Morphogen dynamics control patterning in a stem cell model of the human embryo

Abstract

During embryonic development, diffusible signaling molecules called morphogens are thought to determine cell fates in a concentration-dependent manner^1–4, and protocols for directed stem cell differentiation are based on this picture^5–8. However, in the mammalian embryo, morphogen concentrations change rapidly compared to the time for making cell fate decisions^9–12. It is unknown how changing ligand levels are interpreted, and whether the precise timecourse of ligand exposure plays a role in cell fate decisions. Nodal and BMP4 are morphogens crucial for gastrulation in vertebrates¹³. Each pathway has distinct receptor complexes that phosphorylate specific signal transducers, known as receptor-Smads, which then complex with the shared cofactor Smad4 to activate target genes¹⁴. Here we show in human embryonic stem cells (hESCs) that the response to BMP4 signaling indeed is determined by the ligand concentration, but that unexpectedly, the expression of many mesodermal targets of Activin/Nodal depends on rate of concentration increase.
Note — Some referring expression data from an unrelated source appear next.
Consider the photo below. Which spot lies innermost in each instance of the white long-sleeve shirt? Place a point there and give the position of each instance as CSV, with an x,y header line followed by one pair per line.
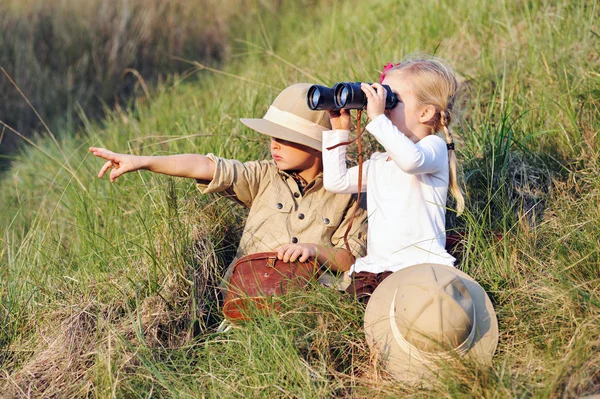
x,y
406,196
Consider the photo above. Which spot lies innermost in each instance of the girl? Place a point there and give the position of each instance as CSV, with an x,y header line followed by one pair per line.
x,y
407,185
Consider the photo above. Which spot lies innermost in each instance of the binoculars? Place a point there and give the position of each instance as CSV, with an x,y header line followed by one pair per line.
x,y
343,95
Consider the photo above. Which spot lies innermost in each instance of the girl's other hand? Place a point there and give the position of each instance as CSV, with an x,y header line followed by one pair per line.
x,y
340,120
376,94
292,252
121,163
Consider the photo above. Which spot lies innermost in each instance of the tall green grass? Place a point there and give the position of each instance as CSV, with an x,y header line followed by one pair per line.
x,y
109,290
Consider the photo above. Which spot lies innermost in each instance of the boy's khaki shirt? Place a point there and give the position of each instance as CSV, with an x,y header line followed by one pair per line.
x,y
280,214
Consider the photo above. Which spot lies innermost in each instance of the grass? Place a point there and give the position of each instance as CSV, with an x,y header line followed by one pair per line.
x,y
109,290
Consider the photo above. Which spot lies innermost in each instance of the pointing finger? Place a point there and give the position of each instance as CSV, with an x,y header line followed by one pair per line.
x,y
105,167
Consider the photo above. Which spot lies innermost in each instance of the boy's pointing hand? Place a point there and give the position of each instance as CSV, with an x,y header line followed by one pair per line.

In addition, we use live imaging of hESCs with GFP integrated at the endogenous SMAD4 locus to show that a stem cell model for the human embryo¹⁵ generates a wave of Nodal signaling. Cells experience rapidly increasing Nodal specifically in the region of mesendoderm differentiation. We also demonstrate that pulsatile stimulation with Activin induces repeated strong signaling and enhances mesoderm differentiation. Our results break with the paradigm of concentration-dependent differentiation and demonstrate an important role for morphogen dynamics in the cell fate decisions associated with mammalian gastrulation. They suggest a highly dynamic picture of embryonic patterning where some cell fates depend on rapid concentration increase rather than absolute levels, and point to ligand dynamics as a new dimension to optimize protocols for directed stem cell differentiation.